You may say that the distinction between the communion of the saints as I find it in that act and full-fledged prayer to saints is not, after all, very great. All the better if so. I sometimes have a bright dream of re-union engulfing us unawares, like a great wave from behind our backs, perhaps at the very moment when our official representatives are still pronouncing it impossible. Discussions usually separate us; actions sometimes unite us.
When I spoke of prayer without words I don’t think I meant anything so exalted as what mystics call the ‘prayer of silence’. And when I spoke of being ‘at the top of one’s form’ I didn’t mean it purely in a spiritual sense. The condition of the body comes in; for I suppose a man may be in a state of grace and yet very sleepy.

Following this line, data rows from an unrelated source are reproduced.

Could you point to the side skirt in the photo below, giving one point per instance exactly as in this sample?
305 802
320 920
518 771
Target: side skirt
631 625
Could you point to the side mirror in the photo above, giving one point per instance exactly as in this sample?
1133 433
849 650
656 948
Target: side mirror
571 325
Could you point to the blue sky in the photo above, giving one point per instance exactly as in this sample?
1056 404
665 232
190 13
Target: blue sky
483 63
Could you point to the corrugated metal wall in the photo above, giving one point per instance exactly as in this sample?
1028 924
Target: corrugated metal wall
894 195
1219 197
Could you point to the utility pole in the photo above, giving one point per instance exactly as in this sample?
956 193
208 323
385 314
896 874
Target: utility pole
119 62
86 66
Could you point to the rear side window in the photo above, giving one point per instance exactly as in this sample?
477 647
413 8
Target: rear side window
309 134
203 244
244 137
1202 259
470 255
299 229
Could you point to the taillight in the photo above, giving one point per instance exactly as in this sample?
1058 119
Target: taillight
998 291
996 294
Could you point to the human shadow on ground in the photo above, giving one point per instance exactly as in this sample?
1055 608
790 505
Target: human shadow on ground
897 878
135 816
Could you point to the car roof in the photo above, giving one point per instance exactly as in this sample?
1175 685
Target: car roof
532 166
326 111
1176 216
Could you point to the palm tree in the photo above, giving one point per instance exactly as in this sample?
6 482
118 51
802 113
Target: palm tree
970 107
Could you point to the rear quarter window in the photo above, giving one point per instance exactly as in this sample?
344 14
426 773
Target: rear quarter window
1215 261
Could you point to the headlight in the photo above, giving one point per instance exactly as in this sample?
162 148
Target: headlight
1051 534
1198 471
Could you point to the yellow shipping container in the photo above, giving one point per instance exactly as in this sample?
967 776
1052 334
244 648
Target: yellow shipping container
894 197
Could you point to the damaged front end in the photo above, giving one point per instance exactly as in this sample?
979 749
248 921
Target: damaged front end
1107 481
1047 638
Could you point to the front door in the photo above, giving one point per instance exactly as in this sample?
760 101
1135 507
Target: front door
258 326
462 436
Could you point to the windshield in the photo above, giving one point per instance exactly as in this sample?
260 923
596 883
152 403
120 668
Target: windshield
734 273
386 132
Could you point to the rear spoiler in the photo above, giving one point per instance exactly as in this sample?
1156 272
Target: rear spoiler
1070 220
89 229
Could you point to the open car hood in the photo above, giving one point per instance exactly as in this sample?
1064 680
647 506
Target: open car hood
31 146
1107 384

And, talking of sleepiness, I entirely agree with you that no one in his senses, if he has any power of ordering his own day, would reserve his chief prayers for bed-time—obviously the worst possible hour for any action which needs concentration. The trouble is that thousands of unfortunate people can hardly find any other. Even for us, who are the lucky ones, it is not always easy. My own plan, when hard pressed, is to seize any time, and place, however unsuitable, in preference to the last waking moment. On a day of travelling—with, perhaps, some ghastly meeting at the end of it—I’d rather pray sitting in a crowded train than put it off till midnight when one reaches a hotel bedroom with aching head and dry throat and one’s mind partly in a stupor and partly in a whirl. On other, and slightly less crowded, days a bench in a park, or a back street where one can pace up and down, will do.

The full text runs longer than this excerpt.